Come la baronessa ebbe modo di accorgersi subito, la creatura non era in grado di comunicare con eloquenza, eppure la compagnia ne accertò l’identità: si trattava di Zaerthliti, il Signore degli Echteli che aveva tradito la sua stirpe, rubando il segreto che teneva in vita i frutteti di Yskemora.

Il volto di Zaerthliti era scavato e pallido, tanto che si sarebbe potuto scambiarlo per un morto, e Dorian indovinò che anch’egli aveva bevuto alla fonte della vita, ricevendone in cambio una distorta immortalità.

Dall’incompleta conversazione con l’orrenda figura gli avventurieri compresero di trovarsi nei sotterranei di quell’empio santuario, ma stando alle parole di Zaerthliti l’unica uscita era sorvegliata da Murmur, il guardiano del tempio. Egli li avrebbe guidati fino a lui, a patto che essi disponessero della forza necessaria a sconfiggerlo.
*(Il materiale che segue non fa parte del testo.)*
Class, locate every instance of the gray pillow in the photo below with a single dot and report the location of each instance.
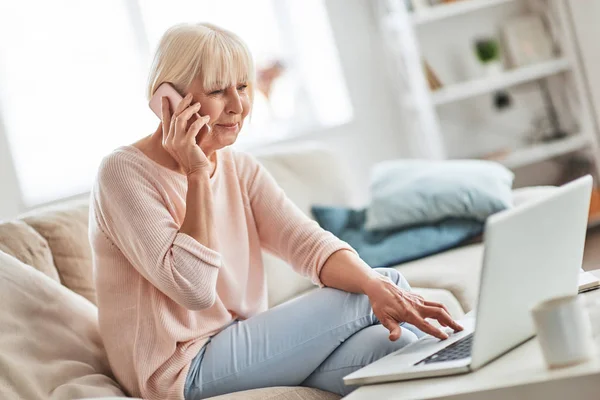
(414, 192)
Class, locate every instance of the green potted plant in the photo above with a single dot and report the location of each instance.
(488, 53)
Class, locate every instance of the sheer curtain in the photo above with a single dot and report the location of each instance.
(73, 75)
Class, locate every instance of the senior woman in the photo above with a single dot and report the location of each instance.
(177, 224)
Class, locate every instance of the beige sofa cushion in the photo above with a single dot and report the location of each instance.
(309, 173)
(50, 347)
(455, 270)
(66, 230)
(21, 241)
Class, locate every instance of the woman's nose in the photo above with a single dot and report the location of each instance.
(234, 103)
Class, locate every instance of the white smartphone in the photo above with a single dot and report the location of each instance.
(166, 89)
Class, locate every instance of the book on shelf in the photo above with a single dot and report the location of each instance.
(588, 281)
(432, 78)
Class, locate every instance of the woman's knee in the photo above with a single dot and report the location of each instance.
(395, 276)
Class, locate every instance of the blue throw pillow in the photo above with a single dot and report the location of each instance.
(413, 192)
(392, 247)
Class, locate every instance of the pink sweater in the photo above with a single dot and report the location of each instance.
(161, 294)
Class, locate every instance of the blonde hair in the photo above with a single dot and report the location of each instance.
(215, 55)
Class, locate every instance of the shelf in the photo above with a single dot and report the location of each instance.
(545, 151)
(461, 91)
(443, 11)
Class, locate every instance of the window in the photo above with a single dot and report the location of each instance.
(73, 76)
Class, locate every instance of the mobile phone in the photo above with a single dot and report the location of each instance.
(165, 89)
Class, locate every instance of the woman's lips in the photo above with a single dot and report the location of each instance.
(228, 127)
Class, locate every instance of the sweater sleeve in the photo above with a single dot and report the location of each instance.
(130, 211)
(283, 228)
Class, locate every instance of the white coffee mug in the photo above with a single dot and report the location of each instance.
(564, 331)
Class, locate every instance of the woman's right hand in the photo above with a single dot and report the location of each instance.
(179, 140)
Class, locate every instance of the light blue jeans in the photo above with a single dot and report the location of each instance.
(314, 340)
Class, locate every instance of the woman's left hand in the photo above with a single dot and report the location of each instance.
(393, 305)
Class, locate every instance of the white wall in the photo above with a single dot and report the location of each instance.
(374, 135)
(10, 194)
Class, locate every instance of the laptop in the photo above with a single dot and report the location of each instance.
(531, 253)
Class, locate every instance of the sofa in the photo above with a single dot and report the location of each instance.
(50, 347)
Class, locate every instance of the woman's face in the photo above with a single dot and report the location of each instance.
(227, 108)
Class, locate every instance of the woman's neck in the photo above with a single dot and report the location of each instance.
(152, 146)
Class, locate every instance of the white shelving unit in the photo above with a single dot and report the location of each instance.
(476, 87)
(453, 9)
(545, 151)
(399, 29)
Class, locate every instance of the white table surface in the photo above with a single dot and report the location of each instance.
(522, 368)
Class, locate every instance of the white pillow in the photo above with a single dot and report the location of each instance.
(50, 347)
(406, 193)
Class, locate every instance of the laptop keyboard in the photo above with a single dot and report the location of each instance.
(456, 351)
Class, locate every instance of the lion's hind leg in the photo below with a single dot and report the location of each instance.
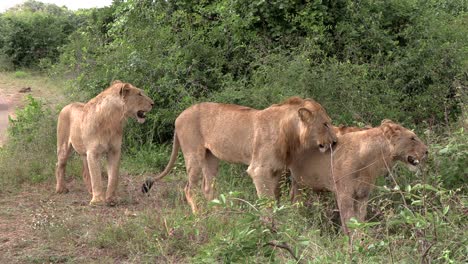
(194, 171)
(63, 153)
(210, 170)
(85, 174)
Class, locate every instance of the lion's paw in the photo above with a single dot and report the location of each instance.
(61, 190)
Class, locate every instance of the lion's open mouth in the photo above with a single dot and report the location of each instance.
(323, 148)
(413, 161)
(141, 116)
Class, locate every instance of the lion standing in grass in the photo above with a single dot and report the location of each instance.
(94, 129)
(357, 160)
(267, 140)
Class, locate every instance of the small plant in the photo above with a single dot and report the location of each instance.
(21, 74)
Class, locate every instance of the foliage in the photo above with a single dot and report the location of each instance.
(33, 32)
(21, 74)
(29, 155)
(363, 61)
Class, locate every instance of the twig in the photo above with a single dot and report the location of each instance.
(276, 244)
(423, 257)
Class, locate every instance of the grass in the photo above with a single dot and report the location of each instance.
(422, 222)
(21, 74)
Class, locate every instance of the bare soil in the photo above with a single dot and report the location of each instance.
(39, 226)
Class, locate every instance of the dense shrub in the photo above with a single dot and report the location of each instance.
(29, 156)
(363, 61)
(32, 33)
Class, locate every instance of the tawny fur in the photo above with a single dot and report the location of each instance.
(94, 129)
(266, 140)
(358, 159)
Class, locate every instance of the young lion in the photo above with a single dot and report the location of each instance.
(357, 160)
(267, 140)
(96, 128)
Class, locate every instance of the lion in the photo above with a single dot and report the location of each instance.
(356, 161)
(267, 140)
(94, 129)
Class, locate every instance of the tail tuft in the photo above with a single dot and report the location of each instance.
(147, 185)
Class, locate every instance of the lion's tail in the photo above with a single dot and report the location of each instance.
(175, 151)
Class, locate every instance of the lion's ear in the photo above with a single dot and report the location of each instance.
(305, 115)
(124, 89)
(391, 129)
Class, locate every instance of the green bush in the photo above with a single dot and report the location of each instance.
(29, 155)
(21, 74)
(34, 31)
(363, 62)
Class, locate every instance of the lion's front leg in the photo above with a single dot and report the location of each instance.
(345, 202)
(113, 163)
(93, 159)
(267, 181)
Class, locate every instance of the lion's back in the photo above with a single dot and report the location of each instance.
(226, 130)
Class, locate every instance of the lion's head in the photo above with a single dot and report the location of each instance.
(316, 127)
(341, 130)
(307, 127)
(408, 148)
(137, 104)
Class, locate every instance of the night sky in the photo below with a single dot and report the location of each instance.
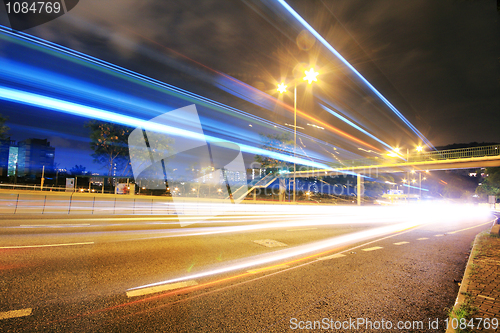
(436, 61)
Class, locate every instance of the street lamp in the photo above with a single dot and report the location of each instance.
(310, 77)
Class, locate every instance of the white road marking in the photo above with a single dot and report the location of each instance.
(269, 243)
(333, 256)
(454, 232)
(53, 225)
(302, 229)
(271, 268)
(15, 313)
(157, 289)
(46, 245)
(373, 248)
(489, 298)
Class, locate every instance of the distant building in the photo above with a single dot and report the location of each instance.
(13, 159)
(4, 156)
(33, 155)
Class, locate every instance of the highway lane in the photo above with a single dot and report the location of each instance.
(61, 281)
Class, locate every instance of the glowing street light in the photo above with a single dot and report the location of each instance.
(311, 76)
(281, 88)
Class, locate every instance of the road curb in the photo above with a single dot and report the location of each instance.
(465, 280)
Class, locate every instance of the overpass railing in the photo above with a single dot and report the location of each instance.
(439, 155)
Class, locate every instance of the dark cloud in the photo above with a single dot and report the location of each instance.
(436, 61)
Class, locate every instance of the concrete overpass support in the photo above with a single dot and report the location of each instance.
(359, 187)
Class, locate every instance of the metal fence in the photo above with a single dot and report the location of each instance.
(449, 154)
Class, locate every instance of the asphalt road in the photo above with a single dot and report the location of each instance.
(251, 273)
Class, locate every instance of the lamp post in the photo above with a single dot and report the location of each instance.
(310, 77)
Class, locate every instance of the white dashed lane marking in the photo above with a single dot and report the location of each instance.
(272, 268)
(15, 313)
(44, 245)
(333, 256)
(302, 229)
(373, 248)
(164, 287)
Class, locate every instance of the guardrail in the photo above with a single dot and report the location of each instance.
(30, 202)
(440, 155)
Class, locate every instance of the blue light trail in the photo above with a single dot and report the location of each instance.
(50, 103)
(347, 121)
(372, 88)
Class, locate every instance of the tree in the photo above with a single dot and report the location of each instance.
(3, 129)
(109, 142)
(280, 143)
(491, 183)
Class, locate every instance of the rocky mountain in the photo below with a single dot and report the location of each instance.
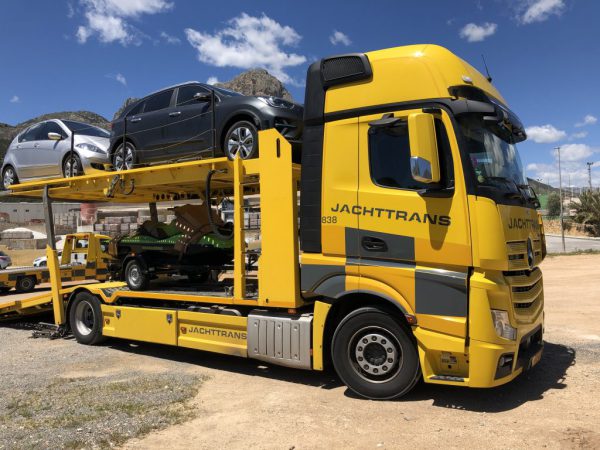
(257, 82)
(8, 132)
Ancora una volta, la compagnia raccolse le forze, mentre Grinwald invocava con tutta la sacralità della sua voce le ultime benedizioni che Libra poteva concedergli. Zaerhtliti li guidò curvo tra i passaggi e le sale per metà allagate al di sotto del grande complesso dei templi, ed essi lo seguirono.

Infine gli avventurieri giunsero ad un immenso pozzo circolare, dal cui soffitto vertiginosamente alto piovevano dei miseri raggi di luce danzante, emessa da bracieri e torce sopra di loro. Ma ciò che preoccupava maggiormente gli eredi di Lairenne era ciò che nascondeva il fondo del pozzo: acque scure e stagnanti rendevano impossibile indovinare la minaccia posta dal guardiano del tempio.

Dopo aver cercato invano di carpire qualche informazione utile da Zaerthltiti, Dorian si risolse ad evocare una raccapricciante scala d’ossa, e tutti gli avventurieri discesero nel pozzo, mentre il traditore degli Echteli si teneva cautamente al riparo dell’arcata del passaggio dal quale erano giunti.

Dorian aveva appena raggiunto i suoi amici, immergendosi fino alla vita in quel liquame nauseabondo, quando dal centro del pozzo emerse Murmur, ergendosi in possanza: il gigantesco serpente dagli occhi bianchi e vitrei, che aveva servito la sacerdotessa Yskemora mille anni prima, era stato nuovamente chiamato a svolgere il suo malevolo compito.

Sebbene la compagnia fosse allo stremo delle forze, si batté con grande valore e coraggio, e quando tutto sembrava perduto Marchesa, invisibile grazie ad uno degli incantesimi di Dorian, corse lungo le spire sinuose del rettile fino a raggiungerne il capo, trafiggendo con la sua fedele spada corta l’occhio destro di Murmur, e costringendo il guardiano del tempio a sprofondare nei neri abissi dai quali era giunto.

Ansiosi di lasciare quel luogo terribile, gli avventurieri si affrettarono a risalire la stretta scala a chiocciola che li avrebbe portati nuovamente all’interno del santuario di Yg, e si prepararono a rivelare infine il più profondo dei misteri della città perduta.